Question: How to show $2-2/x - \log_2(x) \geq 0$ for $x \in [1,2]$?

Wolfram|Alpha indicates it's true, although you need to click on "approximate form" and "more digits", when it says it's true when 1.000000000000000000<=x<=2.0000000000000000000.

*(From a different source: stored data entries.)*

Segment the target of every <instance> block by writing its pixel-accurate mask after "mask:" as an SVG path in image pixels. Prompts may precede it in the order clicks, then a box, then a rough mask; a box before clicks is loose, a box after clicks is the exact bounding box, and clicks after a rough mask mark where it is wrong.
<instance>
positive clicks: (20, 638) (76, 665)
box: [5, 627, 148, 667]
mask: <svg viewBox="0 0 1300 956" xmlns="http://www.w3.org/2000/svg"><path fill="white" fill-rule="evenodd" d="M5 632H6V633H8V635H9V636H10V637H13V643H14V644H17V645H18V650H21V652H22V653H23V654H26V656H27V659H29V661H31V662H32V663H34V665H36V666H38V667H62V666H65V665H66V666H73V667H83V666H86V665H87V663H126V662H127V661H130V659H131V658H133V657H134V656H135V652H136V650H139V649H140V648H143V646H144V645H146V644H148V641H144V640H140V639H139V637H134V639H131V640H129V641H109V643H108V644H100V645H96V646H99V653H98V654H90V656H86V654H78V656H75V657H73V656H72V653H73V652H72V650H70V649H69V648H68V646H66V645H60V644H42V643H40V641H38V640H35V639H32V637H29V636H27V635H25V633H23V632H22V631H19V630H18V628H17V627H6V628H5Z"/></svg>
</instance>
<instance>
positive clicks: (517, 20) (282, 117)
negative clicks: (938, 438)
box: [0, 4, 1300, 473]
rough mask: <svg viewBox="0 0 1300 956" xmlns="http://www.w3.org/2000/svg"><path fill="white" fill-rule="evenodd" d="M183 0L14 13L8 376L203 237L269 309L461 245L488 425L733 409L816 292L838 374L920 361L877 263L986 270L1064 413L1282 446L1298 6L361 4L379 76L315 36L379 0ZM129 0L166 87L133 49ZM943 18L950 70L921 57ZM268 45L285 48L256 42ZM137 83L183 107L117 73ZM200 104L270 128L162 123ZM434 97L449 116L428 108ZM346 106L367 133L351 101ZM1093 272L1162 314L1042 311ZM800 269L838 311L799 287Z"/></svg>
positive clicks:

We have equality when $x=1$ and $x=2$, so the left-hand side is not increasing on the interval $[1,2]$, which makes it hard to prove via derivatives.

Answer 1

Hint: define $$f(x)=2-\frac{2}{x}-\frac{\ln(x)}{\ln(2)}$$ and calculate $$f(1),f(2)$$ and solve the equation $$f'(x)=0$$ for $x$

Answer 2

Let $$f(x)=2-\frac2x-\frac{\log x}{\log2}$$ Then $$\int_1^2 f(x)\,dx=\left[2x-2\log x-\frac{x(\log x-1)}{\log 2}\right]_1^2=2-2\log2-\frac{2(\log2-1)}{\log2}-\frac1{\log2}>0$$ Now all you have to do is show that $x=1,2$ are the only points where $f$ crosses the $x$-axis.

Answer 3

The function $$ f(x) = 2 - \frac 2x - \frac{\ln x}{\ln 2} $$ is (strictly) concave in the interval $[1, 2]$ since $$ f''(x) = -\frac{4}{x^3} + \frac{1}{x^2 \ln 2 } = \frac{1}{x^2 \ln 2} \left( 1- \frac {4 \ln 2}x \right) \le \frac{ 1- 2 \ln 2 }{x^2 \ln 2} < 0 $$ for $1 \le x \le 2$, therefore its graph lies above the line segment from $(1, f(1))$ to $(2, f(2))$.

You already noticed that $f(1) = f(2) = 0$, so the conclusion follows.

(More generally, any concave function on a closed interval attains it minimum at one of the interval end points.)